If you are unfamiliar with this certification organization, the Sustainable Green Printing Partnership (SGP) was founded in 2008 as an independent, non-profit organization to provide a certification label for sustainability in the graphic communications industry. It bills itself as “the industry standard for the certification and continuous improvement of sustainability and best practices within print manufacturing operations.”
Backed by top trade associations such as Printing Industries of America, Specialty Graphic Imaging Association (SGIA), Flexographic Technical Association (FTA), and National Association of Printing Ink Manufacturers (NAPIM), SGP was founded to quantify sustainability in the printing industry. Prior to its inception, there were plenty of “green” products and processes in use in the industry but there was no real definition as to what a “sustainable” printing operation should be.
Supported by such industry vendors as 3M, Durst, DuPont, and HP, SGP provides a benchmark for print facilities’ sustainability efforts, which cover more than simply using green products. While its criteria do cover the input materials used to produce products such as substrates, inks and coatings, they also address manufacturing process involving press equipment and supporting technology and the printing facility in its entirety—its energy consumption, employees, and supporting activities.
Is SGP certification worth it? Is it difficult? What are the benefits? To find out we talked to executives at two SGP certified companies.

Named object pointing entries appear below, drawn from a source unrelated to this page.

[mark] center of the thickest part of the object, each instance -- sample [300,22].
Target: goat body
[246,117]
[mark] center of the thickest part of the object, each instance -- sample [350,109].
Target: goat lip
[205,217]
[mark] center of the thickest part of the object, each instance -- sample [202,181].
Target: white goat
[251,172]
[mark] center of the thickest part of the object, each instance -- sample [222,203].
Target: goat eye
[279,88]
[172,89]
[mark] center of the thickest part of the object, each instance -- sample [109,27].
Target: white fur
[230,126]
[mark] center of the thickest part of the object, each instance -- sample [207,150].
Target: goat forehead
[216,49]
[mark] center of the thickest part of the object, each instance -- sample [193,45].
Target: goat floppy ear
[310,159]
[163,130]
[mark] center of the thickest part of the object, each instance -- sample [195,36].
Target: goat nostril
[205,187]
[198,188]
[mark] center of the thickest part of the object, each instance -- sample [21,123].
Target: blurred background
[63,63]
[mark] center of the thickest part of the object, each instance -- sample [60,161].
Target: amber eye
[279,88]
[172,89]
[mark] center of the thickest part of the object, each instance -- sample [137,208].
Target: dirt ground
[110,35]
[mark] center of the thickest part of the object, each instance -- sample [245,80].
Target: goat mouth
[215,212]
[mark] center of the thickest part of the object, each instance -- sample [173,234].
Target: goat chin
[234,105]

The Berman printing company is a 75-year-old commercial and package printer in Cincinnati, OH, which is heavily into sustainability. Not only is it SGP certified but it also belongs to such “green” organizations as the Rainforest Alliance, Agfa Greenworks, and Forest Stewardship Council. According to Chuck Oaks, Berman’s pressroom department head, the company decided to pursue SGP certification for two main reasons.

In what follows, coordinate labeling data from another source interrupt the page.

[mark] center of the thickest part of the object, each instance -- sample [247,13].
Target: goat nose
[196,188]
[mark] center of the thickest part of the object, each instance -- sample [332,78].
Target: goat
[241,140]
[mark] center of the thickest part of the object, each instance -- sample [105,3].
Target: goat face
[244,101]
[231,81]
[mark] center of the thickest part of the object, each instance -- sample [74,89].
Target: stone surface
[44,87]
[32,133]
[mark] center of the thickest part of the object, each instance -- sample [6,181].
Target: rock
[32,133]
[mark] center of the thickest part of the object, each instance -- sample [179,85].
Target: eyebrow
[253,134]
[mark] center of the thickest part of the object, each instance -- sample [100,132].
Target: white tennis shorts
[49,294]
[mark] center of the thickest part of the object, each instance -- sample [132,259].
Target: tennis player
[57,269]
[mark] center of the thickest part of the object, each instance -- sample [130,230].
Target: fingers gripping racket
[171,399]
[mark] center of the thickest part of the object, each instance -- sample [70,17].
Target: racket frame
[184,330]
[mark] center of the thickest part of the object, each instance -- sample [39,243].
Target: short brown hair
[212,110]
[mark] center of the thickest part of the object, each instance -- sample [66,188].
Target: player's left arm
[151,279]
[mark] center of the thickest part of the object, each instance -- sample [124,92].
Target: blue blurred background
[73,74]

“First, it was the right thing to do for our employees, for the long term viability of the company, and, of course, for the environment,” said Oaks. “Also, we knew we could use it as a sales and marketing tool. We knew that a couple of our larger customers were interested in environmental responsibility because they had already urged us to become FSC certified, Rainforest Alliance certified, and AGFA Greenworks certified. The same customers had also been instrumental in our decision to switch to soy based inks years before.”

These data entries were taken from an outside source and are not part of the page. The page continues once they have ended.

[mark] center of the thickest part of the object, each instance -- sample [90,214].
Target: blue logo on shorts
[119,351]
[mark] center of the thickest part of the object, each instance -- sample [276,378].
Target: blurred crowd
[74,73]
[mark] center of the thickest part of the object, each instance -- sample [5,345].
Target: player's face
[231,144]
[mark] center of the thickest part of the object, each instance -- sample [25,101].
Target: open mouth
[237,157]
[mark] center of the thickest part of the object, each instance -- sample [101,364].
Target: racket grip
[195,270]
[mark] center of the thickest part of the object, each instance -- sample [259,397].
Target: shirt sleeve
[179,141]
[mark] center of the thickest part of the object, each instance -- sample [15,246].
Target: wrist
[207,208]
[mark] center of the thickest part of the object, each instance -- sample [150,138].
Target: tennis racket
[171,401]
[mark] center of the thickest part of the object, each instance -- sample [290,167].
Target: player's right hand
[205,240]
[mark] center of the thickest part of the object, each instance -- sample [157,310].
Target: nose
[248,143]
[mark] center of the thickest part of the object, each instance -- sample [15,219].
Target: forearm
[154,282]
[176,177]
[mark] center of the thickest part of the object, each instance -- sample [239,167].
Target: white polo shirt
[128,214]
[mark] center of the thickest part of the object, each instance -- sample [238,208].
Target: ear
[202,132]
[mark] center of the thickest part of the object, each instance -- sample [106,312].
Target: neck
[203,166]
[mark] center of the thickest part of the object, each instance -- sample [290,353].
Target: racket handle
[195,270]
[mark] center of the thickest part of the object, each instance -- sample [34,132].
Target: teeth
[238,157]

ProGraphix is a large-format printer in Austin, TX which specializes in such things as banners, signs, vehicle graphics, and tradeshow displays. It bills itself as “Your Choice for Eco-Friendly Graphics” and touts the fact that it is the only SGP certified printer in Austin.
“The SGP certification process gave us the opportunity to develop and implement a formal sustainability program that delivers value and results,” according to ProGraphix president Nicki Macfarlane. “As a credible, third party endorsement, SGP certification demonstrates our commitment to achieving our sustainability goals, while meeting customers’ expectations and providing a safe working environment for employees.”
Both Oaks and Macfarlane said that while the certification process was demanding it also was very worthwhile.
“It was somewhat challenging as we were in the midst of restructure and many of the requirements fell into categories that were not easily defined as one particular manager’s responsibility,” said Oaks. “We were already huge into recycling anything we could, reducing usage as much as we could, and re-using. Those aspects were already well taken care of. We just needed to add the metrics to our efforts. The program really did help us to step up our awareness of health and safety issues. The biggest part was putting together the documents for SGP, not the actual recycling programs.”